La tentazione è quella di accampare scuse, pur legittime, e starsene a casa: perché solo il pensiero di dover tenere i pargoli al guinzaglio in una situazione liturgica affollata ti fa venir meno, ma poi senti la coscienza rimorderti e ti fai forza, anche se controvoglia.

Così, in una settimana in cui, per la stanchezza di ogni giornata colma d’impegni, mia moglie ed io abbiamo dovuto a malincuore declinare ogni iniziativa serale, quella processione, pur stanchi morti, non l’abbiamo disertata. Ma solo perché ci sarebbe stato Lui, perché una cosa ci è ben chiara: se a chiunque altro puoi dare buca, a Lui no, non ti conviene, ed il perché l’ha detto Lui stesso: perché senza di Lui, noialtri, non si può far nulla, non poco o quasi niente, ma proprio nulla (Cfr. Giovanni 15,5).

E allora quella sera c’eravamo tutti noi “Giova”, pargoli compresi: tutti in attesa di vedere passare Lui, per lanciarGli un saluto veloce, sicuri che Lui non avrebbe mancato di rivolgere il Suo sguardo anche su di noi e benedirci.

Ed effettivamente si è trattato proprio solo di un attimo, un passaggio veloce e subito ad inizio di serata, giacché la tentazione avrebbe potuto essere quella di dirsi che il più era stato fatto, il cartellino della presenza obliterato, e si sarebbe potuti tornare a casina, tanto più che con i bimbi avremmo potuto sentirci giustificati.

E invece no.

Ci siamo accodati, mano a mano sempre più persi tra la folla, sempre più lontani da Lui, ma mai distanti. Sempre più stanchi, questo sì, e distratti, soprattutto dai bimbi, che per un vero mistero, meno energie ti rimangono e più sembra che loro ne conservino.
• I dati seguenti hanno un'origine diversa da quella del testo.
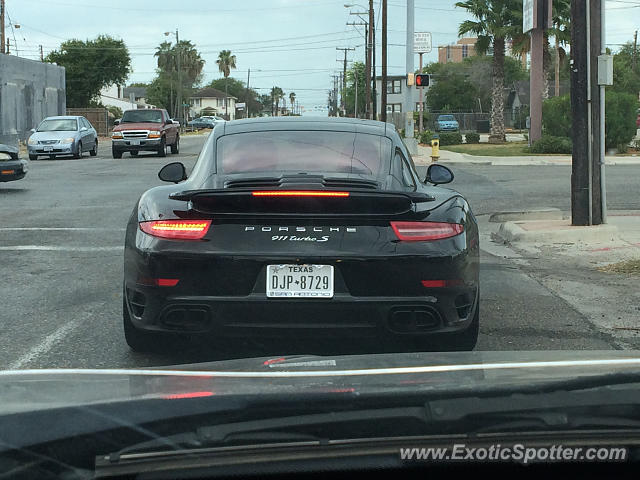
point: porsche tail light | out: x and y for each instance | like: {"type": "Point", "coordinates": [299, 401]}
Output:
{"type": "Point", "coordinates": [298, 193]}
{"type": "Point", "coordinates": [177, 229]}
{"type": "Point", "coordinates": [424, 231]}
E così camminare, cercando almeno di non perdersi tra di noi, ma senza neppure più tentare di seguire i canti o tantomeno le letture, solo camminare, un passo dietro l’altro, insieme ad una moltitudine di volti noti e meno noti, taluni veri e propri sconosciuti.

Camminare senza troppo ordine, ma mai senza una meta, che non è però un punto d’arrivo, bensì una Persona da seguire, una Presenza Viva e Vera, e che proprio perché Viva e Vera è insieme anche Via.

Poiché se sai che il sentiero è quello Buono, quello Giusto, non t’importa più di sapere dove esso ti condurrà, perché in qualsiasi luogo infine giungerai, sai che posto migliore non può esserci.

E allora capisci, mentre torni a casa stanco, ma di una fatica buona, non grave, che quella pace che ti ritrovi nel cuore è dono per aver, ancora una volta, soltanto obbedito al Suo comando: “Che t’importa? Tu seguimi” (Cfr. Giovanni 21,22).